J’ai grandi avant de naître. Mes élancements, mes courbes s’arrondissaient, et printemps après printemps montaient vers le ciel . En moi affluaient la puissance de la terre, celle de l’eau, de l’air et du soleil, en moi la sève montait et déjà je devenais joyeux.
Bien des années plus tard un œil avisé, expert, sage et tranquille est venu me choisir. Bientôt ma quille s’abattît sur le riche terreau nourricier. Nous étions à l’hiver, juste au moment où la lune est favorable.Mon étrave, mes côtes furent aussi choisies avec grand soin.
Je pris la route de Plouguerneau. Je me retrouvais parfaitement disposé en plateaux, au frais, à l’ombre vers le nord. Le temps pour moi se figea. Un jour Paul vînt au chantier.
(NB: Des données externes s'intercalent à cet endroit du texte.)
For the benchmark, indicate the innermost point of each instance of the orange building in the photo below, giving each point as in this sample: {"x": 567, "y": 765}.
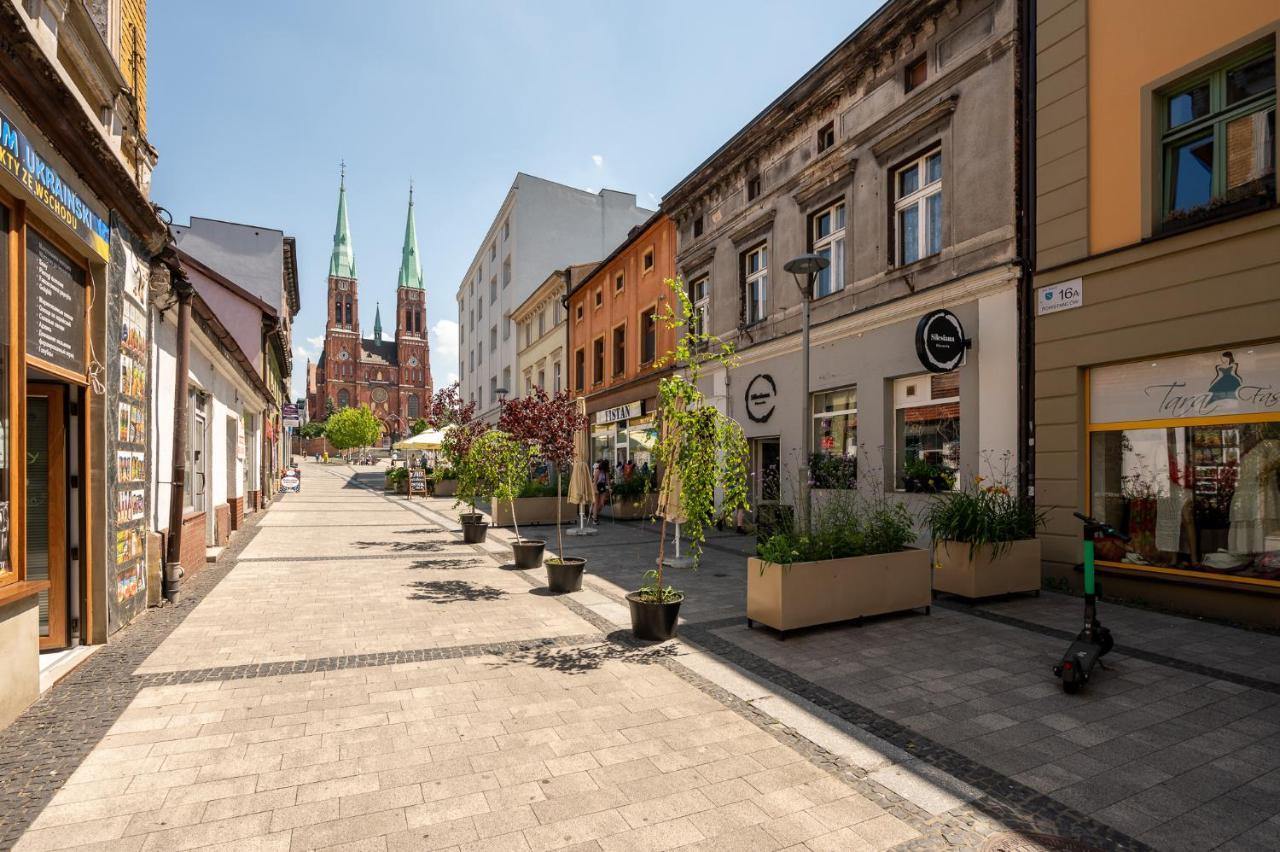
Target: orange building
{"x": 615, "y": 338}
Je devais avoir ces dimensions : Théo acquiesça, bientôt j’allais naître. Un matin, de puissantes mains habiles me sortirent de ma léthargie et commencèrent à me donner la vie.
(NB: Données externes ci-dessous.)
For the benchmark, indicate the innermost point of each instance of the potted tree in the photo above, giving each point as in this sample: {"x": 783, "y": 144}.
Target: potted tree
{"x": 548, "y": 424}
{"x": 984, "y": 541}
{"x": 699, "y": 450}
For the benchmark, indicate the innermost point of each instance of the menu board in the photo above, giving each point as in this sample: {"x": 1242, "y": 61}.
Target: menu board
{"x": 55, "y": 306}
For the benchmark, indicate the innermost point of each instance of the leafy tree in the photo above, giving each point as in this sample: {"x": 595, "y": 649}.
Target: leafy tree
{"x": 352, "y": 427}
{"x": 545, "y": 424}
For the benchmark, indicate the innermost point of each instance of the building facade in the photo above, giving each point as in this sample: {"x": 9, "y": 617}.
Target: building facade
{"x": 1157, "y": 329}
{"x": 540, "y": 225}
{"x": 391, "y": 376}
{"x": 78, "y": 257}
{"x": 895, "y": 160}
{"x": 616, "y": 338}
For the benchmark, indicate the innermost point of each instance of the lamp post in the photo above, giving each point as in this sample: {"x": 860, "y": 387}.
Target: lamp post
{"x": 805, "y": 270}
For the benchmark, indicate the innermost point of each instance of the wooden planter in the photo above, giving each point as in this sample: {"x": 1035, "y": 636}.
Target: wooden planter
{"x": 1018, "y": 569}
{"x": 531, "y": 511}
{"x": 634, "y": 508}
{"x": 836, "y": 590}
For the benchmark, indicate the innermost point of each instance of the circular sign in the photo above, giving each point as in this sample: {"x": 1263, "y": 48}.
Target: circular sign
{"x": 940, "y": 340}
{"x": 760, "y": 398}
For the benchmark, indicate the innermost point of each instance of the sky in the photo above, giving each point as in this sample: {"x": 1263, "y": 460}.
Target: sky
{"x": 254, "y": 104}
Avant la sortie du chantier, Jean, mon patron, m’a copieusement passé les fonds au coaltar à l’aide d’une énorme brosse, le temps d’un café pour les charpentiers surpris à leur retour par l’ardeur déployée et la quantité de produit utilisé. Les charpentiers me voyaient plutôt porter un « maquillage » fin et léger; raffiné de femme coquette !
En mars 1959, je me retrouve flottant dans mes lignes au petit port du Koréjou. La satisfaction de Théo se lit sur son visage, son chef d’œuvre est comme il l’a imaginé, rêvé et solidement construit.
La carène très exactement assise sur l’eau, le franc-bord relativement bas de 0,65 m à l’arrière s’élance harmonieusement vers le mètre dix de l’étrave. Mes autres mensurations sont de 6,10 m hors tout, 2,58 m de large, 0,80 m de pied dans l’eau au plus profond de ma longue quille en différence. Mon étrave est pratiquement perpendiculaire à la flottaison d’environ 5,80 m.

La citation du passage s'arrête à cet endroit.